Power comes from advanced, 129 hp Euro 6 engines which combine low emissions with 35.8 mpg economy (combined cycle). Their reassuring safety armoury, meanwhile, includes the Adaptive ESP anti-skid program which takes account of the vehicle’s load status when intervening to maintain stability, and Crosswind Assist, which helps the driver to retain control when hit by a sideways gust.
Both vehicles are used to transport equipment and props throughout the UK and often onto the Continent. They regularly tow trailers which carry all manner of cargoes, including a 12 ft tall metal elephant on wheels and a 16ft robot made from bins, which has to be dismantled for transportation.

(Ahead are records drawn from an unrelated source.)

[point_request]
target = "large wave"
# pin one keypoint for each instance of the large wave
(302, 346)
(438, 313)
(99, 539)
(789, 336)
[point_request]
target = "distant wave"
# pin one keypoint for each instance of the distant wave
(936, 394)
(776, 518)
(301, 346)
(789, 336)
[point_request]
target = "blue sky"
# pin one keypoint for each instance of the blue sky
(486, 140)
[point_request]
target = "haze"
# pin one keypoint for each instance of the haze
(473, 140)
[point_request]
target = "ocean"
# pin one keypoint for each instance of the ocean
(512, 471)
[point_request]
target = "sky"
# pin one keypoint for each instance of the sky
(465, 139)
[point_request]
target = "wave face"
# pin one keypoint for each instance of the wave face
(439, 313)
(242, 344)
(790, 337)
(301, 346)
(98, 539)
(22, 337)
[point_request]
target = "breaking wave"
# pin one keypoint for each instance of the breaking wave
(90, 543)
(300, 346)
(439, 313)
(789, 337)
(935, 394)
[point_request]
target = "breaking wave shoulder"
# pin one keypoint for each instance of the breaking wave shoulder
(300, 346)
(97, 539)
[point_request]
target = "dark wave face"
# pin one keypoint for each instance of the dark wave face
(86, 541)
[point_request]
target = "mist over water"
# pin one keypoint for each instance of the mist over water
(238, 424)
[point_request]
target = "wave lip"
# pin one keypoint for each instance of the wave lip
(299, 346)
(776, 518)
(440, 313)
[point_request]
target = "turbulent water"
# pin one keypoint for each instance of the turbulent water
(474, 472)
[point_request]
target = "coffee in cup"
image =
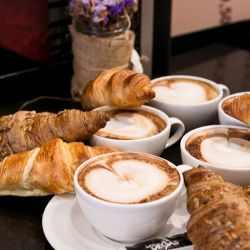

The Adaptive ESP system incorporates a Trailer Stability Assist function – this counteracts the swaying phenomenon known as ‘fishtailing’, which can occur when towing.
EEA’s decision to invest its windfall on the two new vans owed much to its experience with two previous Mercedes-Benz Sprinters, a chassis cab with Luton body and a Traveliner minibus, both of which had been on the road since 1998.
Production Manager Ben Raine explained: “They’d suffered plenty of bumps and scrapes along the way but those vehicles lasted brilliantly; in fact, we know the people to whom we sold them and they’re still going well today, despite being nearly 20 years old.
“We’re a non-profit making, charitable organisation so it’s not often that we’re able to make a major outlay like this,” he observed. “It was crucial, therefore, that we invested the money wisely, because these vehicles are going to have to last.
“Our previous experience confirmed that the Mercedes-Benz Sprinter’s reputation for reliability and durability is well founded. The carrying capacity suits us well, while its stability and maximum 7.0-tonne gross train weight mean it’s ideally suited to towing.”
Mr Raine continued: “Given that we’re based in London and publicly funded, it was also important to demonstrate that we were buying environmentally friendly vans which meet the latest emissions standards.
“A professional image is important too, not least because we do a lot of firework shows. We’d stopped taking our previous vehicles to events because they looked so ‘battle-scarred’, and were using rented vans instead. Our new Sprinters, by contrast, look great in our livery and are helping us to create exactly the right impression.”
The order for the two vans was the first won by Sparshatts of Kent van sales executive John Kirrage, following his return to the dealership with which he previously spent six years before leaving in 2003.
“John was great,” added Ben Raine. “He was not at all pushy but spelled out all of the options and met our tight deadline, which mean we were able to take delivery of the vehicles in time to use them for a series of events.”
The Sprinters will be maintained under Service Plans at Sparshatts of Kent’s Dartford workshop. Like all Mercedes-Benz vans, they are backed by three-year, unlimited mileage warranties and MobiloVan cover, which includes free roadside assistance for up to 30 years, provided they continue to be serviced with the manufacturer’s official Dealer Network.
Emergency Exit Arts seeks to “support, devise and produce transformative programmes of creative activity and outdoor events that develop the imagination, confidence and skills of participants and artists in order to delight and surprise audiences.”
Positive impression: Ben Raine says its new Sprinters are helping Emergency Exit Arts to convey a professional image.